Moose Hunter Diaries – Day 8 – Coming Home
This is the final post in an 8-part mini-series chronicling my experiences in the 2012 Ontario Moose Hunt. You can find the entire series here (it will update daily as it’s published) or check out previous years (2009, 2010, 2011). The posts appear exactly one-week after they were experienced.
When we went to bed last night we were still unsure of the plans for today. Dad was considering hunting all day and I offered to stay for the hunt as the camp is small. The team decided to wait for the weather to make a decision. When we woke up to rain the decision was easy – we all started to pack up the camp.
I wish I had a list of profound insights or lessons from this year. Some years seem to provide such insights while others are more mysterious. I am certain that I’ve learned lessons – but also that I’m simply too close to the hunt to figure out what they are.

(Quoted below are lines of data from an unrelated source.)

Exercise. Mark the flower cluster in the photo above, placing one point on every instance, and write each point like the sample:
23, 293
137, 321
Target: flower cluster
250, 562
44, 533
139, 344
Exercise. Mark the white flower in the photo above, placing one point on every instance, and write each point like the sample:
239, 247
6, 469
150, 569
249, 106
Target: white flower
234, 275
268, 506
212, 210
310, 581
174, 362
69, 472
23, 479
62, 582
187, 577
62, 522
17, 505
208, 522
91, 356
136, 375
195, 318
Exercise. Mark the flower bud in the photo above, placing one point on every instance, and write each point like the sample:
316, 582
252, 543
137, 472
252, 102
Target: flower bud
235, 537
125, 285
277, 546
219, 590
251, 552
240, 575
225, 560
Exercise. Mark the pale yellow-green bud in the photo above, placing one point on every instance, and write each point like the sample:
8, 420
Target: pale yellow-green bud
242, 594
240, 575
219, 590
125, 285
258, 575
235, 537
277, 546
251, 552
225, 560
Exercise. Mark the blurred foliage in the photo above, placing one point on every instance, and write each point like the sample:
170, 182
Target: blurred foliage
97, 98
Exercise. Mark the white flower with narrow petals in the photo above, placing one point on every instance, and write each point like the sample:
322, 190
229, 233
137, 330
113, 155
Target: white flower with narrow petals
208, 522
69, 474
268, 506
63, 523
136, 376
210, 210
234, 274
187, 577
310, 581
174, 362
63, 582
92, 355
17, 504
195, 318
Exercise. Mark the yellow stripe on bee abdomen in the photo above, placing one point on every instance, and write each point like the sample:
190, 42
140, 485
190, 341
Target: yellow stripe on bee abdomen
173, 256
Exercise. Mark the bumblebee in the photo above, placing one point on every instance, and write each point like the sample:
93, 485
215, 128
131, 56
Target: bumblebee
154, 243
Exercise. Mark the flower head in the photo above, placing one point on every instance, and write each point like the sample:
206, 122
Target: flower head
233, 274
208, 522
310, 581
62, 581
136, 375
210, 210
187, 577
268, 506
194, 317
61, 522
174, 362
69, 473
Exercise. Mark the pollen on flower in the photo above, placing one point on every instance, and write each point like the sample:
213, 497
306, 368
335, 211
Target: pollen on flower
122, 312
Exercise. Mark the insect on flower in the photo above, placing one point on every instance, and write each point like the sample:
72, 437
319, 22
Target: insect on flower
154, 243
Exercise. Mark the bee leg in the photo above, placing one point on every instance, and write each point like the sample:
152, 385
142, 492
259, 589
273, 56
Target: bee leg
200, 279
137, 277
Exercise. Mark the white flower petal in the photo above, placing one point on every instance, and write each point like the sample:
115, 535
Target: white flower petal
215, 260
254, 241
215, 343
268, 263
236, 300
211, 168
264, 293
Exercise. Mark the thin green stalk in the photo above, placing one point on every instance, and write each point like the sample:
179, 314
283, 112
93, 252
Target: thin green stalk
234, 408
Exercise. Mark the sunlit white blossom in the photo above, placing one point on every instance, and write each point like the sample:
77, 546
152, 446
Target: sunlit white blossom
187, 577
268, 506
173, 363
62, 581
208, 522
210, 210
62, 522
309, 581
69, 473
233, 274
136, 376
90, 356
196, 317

When I reflect on the week (which I often do on the long drive home), there area few things that dominate my thoughts:
- Relief that we will have meat in our freezer for the winter. Thankful for the land and creature which paid the ultimate sacrifice for our benefit. There’s not a single meal I will consume involving this moose that I won’t think of it’s death and be thankful for it.

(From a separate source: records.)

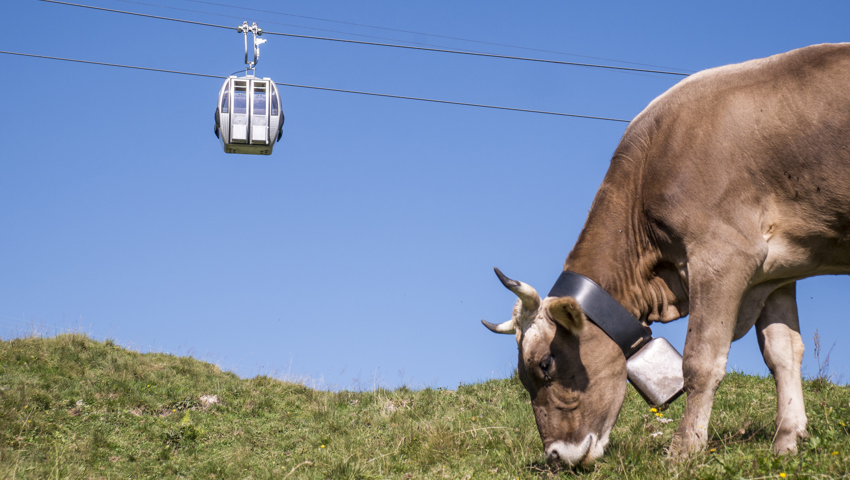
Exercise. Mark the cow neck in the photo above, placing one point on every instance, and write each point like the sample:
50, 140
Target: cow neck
604, 311
613, 249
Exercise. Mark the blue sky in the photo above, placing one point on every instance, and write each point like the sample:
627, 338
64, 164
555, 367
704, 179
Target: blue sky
361, 252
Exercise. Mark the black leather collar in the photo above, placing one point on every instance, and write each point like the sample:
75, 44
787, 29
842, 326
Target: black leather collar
603, 310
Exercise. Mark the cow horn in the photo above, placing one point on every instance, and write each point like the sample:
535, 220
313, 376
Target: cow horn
504, 327
525, 292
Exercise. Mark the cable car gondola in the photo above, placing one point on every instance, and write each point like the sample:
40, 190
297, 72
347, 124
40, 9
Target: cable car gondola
248, 116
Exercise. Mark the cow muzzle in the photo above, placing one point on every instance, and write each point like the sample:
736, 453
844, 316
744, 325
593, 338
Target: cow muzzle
571, 454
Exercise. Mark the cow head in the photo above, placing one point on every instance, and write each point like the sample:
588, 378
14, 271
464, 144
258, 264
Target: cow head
575, 374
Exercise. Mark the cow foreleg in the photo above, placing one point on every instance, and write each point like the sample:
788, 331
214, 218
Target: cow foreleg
716, 288
778, 331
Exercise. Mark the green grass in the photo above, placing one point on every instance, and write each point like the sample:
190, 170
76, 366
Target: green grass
72, 407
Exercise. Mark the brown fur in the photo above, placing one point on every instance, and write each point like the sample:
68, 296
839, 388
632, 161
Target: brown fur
723, 192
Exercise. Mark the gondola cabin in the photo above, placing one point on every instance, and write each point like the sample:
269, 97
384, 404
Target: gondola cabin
248, 118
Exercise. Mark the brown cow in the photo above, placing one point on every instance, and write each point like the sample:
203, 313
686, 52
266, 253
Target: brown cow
723, 192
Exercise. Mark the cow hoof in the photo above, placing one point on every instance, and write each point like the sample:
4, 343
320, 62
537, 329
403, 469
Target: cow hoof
786, 442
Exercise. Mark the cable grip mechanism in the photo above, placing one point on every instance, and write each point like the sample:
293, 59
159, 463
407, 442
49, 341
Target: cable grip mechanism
256, 32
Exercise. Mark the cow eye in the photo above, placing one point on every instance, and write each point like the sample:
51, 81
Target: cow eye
546, 363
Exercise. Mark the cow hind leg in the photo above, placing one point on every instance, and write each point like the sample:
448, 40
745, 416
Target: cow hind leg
778, 331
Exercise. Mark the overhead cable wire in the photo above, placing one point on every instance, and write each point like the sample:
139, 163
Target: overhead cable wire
328, 89
267, 21
422, 33
409, 47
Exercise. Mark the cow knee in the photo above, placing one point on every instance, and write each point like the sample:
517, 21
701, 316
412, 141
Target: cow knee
782, 348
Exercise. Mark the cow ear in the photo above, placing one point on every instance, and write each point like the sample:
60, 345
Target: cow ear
566, 312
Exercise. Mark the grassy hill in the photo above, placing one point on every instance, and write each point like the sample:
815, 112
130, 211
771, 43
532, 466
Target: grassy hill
72, 407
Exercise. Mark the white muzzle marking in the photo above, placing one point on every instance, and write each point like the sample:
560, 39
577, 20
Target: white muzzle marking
571, 454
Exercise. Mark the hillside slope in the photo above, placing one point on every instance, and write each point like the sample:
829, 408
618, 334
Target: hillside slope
72, 407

- I’m relaxed and realized just how much time I’ve spent watching and listening this week. The uniqueness of this experience (especially when contrasted with a busy day-to-day schedule) is one I’d love for others to experience; be it by hunting or otherwise.
- My appreciation for moose has never been higher. They are truly spectacular animals and they’ve taught me endless lessons about the woods. I used to think of them as defenseless victims of hunting but my perception has changed considerably (per yesterday’s rant). They are hunted every moment of every day and while their existence is partly defined by that fact it’s also defined by their unbelievable ability to survive.

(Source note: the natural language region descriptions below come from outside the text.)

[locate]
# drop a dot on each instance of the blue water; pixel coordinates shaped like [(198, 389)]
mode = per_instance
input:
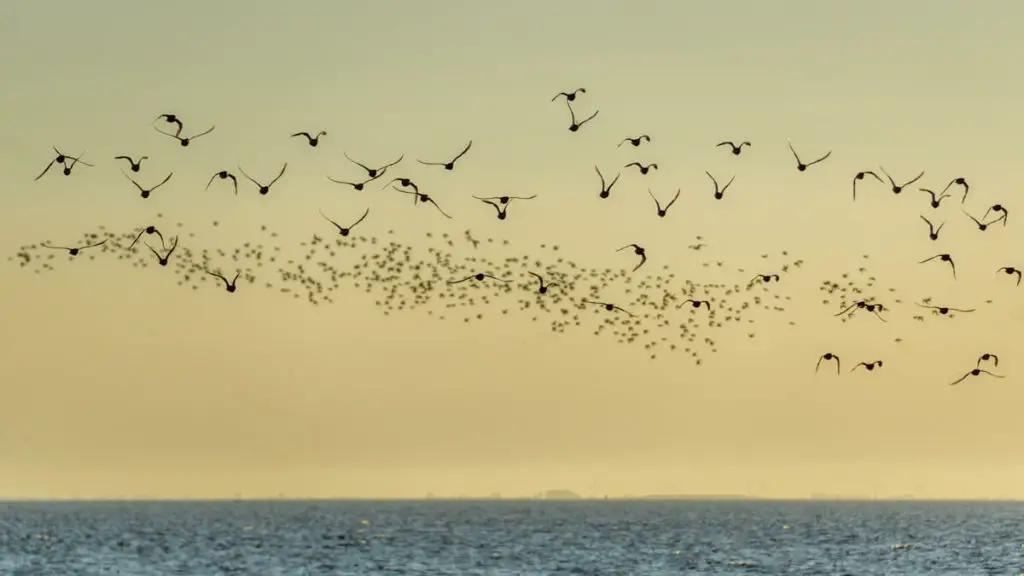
[(511, 538)]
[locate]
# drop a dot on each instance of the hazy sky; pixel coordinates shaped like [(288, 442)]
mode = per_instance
[(116, 381)]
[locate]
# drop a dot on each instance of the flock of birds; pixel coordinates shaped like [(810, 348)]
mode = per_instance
[(445, 279)]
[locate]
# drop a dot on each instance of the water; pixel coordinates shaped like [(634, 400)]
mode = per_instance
[(511, 538)]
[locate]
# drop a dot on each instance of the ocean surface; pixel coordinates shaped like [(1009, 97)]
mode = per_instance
[(511, 538)]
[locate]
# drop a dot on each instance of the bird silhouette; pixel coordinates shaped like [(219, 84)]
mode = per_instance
[(800, 163), (265, 189), (736, 149), (450, 165), (310, 139), (899, 188), (720, 193)]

- My relationship with nature is changing. I have so many more lessons to learn but my comfort in the woods and understanding the forest has noticeably changed. I can feel it in my own confidence and several of the guys have echoed my observations.
The city greeted me with all of her noise, motion and excitement. It’s overwhelming for the first few days; I cringe at sounds that I normally don’t even notice. The screech of a streetcar made me jump and the live music at a bar was so loud (to me) that I had to leave before the end of the first sound.
I stopped at the coin laundromat on the way home. It’s more expensive than doing it at home but saves two days of washing and gets everything done in a few hours. As the final load buzzed I realized my hunt was over and I was home.
I hope you’ve enjoyed the series and would love to hear any feedback. Our hunting series generally cut our traffic by 30-50% and it appears to be similar this year. I’ve taken a few liberties this year with the writing style – specifically I’ve tried to simulate the repetitive experience of sitting and watching with little action before a few brief moments of crazy excitement. I’ve also played a lot with the tenses (moving back and forth between present and past) to try to stimulate the experience of a watch. 5 minutes can feel like 5 hours one day and 5 hours can be like 5 minutes the next. One memory fades into another and time almost disappears into the moment. It’s more of a disorienting and uncomfortable experience than anything deeply philosophical. I hope that aspects of that experience translated. Thanks for sticking with us! The recipes for moose heart and tongue will be posted before long!